French missionary Joseph Francois Lafitau: “They believe they are honored…” he wrote in 1724, “they participate in all religious ceremonies, and this profession of an extraordinary life causes them to be regarded as people of a higher order…
Even before seeing European invaders with their own eyes, many tribes knew of this massacre and began to ignore the two-spirit qualities in their own children, in the hopes of protecting sacred people and hiding them from invading attention. Within 200 years of this massacre, two-spirit cultures across the continent had largely gone underground, or they had hidden traditional knowledge from their own youth out of fear.
This spiritual rift between the people and their two-spirit youth only deepened with the forced assimilation of boarding schools, which began detaining indigenous children 347 years after the massacre.

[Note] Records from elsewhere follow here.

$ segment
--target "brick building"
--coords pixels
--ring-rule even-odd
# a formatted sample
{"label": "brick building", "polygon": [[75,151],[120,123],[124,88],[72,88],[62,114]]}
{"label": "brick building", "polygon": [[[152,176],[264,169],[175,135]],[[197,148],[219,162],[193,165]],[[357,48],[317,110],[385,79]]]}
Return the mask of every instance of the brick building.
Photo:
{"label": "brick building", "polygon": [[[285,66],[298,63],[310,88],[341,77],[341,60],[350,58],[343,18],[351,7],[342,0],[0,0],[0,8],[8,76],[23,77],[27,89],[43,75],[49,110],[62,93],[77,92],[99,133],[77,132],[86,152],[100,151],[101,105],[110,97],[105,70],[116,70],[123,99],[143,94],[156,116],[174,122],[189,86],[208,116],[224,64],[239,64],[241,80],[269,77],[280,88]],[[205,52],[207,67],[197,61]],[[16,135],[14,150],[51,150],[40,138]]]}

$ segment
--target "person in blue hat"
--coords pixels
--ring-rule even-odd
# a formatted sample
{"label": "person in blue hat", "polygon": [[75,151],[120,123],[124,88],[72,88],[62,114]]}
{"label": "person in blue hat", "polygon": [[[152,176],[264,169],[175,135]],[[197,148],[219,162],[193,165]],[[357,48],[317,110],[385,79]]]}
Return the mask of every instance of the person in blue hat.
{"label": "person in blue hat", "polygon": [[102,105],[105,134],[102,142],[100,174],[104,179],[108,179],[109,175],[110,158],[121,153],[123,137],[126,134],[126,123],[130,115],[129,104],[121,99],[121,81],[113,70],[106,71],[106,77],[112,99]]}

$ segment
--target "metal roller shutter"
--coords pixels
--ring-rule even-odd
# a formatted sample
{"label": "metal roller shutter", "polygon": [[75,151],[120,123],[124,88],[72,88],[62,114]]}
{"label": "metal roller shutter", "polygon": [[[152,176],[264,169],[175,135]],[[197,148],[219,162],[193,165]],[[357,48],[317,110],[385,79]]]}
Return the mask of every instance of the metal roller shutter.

The term “Two-Spirit” was coined in the 90′s inter-tribally, in the spirit of solidarity between native nations, to decolonize their internalized views of gender/sexuality and once again embrace two-spirit people. However, many are still advocating within their own tribes for recognition and respect.
“Two-Spirit” is an umbrella term, similar to “LGBTQ+”; the meaning is entirely dependent on the individual’s culture to define. For some nations it’s gender based, others it’s sexuality based, and for many a mixture of both. But for all nations with two-spirit people, it was a cultural role that went above and beyond gender or sexuality and into the realm of a blessing to the people - of Creator’s mysterious divine diversity.

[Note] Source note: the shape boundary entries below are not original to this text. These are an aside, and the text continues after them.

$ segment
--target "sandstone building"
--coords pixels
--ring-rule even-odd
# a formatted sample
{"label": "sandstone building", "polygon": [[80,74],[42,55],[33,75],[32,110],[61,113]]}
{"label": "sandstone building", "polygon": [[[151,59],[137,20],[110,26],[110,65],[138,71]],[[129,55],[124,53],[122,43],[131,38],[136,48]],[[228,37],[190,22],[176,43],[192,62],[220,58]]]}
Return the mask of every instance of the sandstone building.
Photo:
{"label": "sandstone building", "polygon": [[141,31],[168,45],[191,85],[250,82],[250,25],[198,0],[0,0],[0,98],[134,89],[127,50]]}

In many nations 2S people held esteemed and sacred roles within traditional society, such as providing insight and guidance to medicine men or spiritual leaders, adopting orphans and the elders without family into their houses, marriage counsellors and matchmakers, being legendary artists and warriors, and being highly desirable as lovers or partners because of their status and divine power. In my own tribe, mixóge were considered a blessing upon the people from Creator, a symbol of a healthy, harmonious and complete nation.
Balboa is still remembered and venerated in Panama as a heroic explorer.
“Balboa is best remembered in Panama, where many streets, businesses, and parks bear his name. There is a stately monument in his honor in Panama City (a district of which bears his name) and the national currency is called the Balboa. There is even a lunar crater named after him.”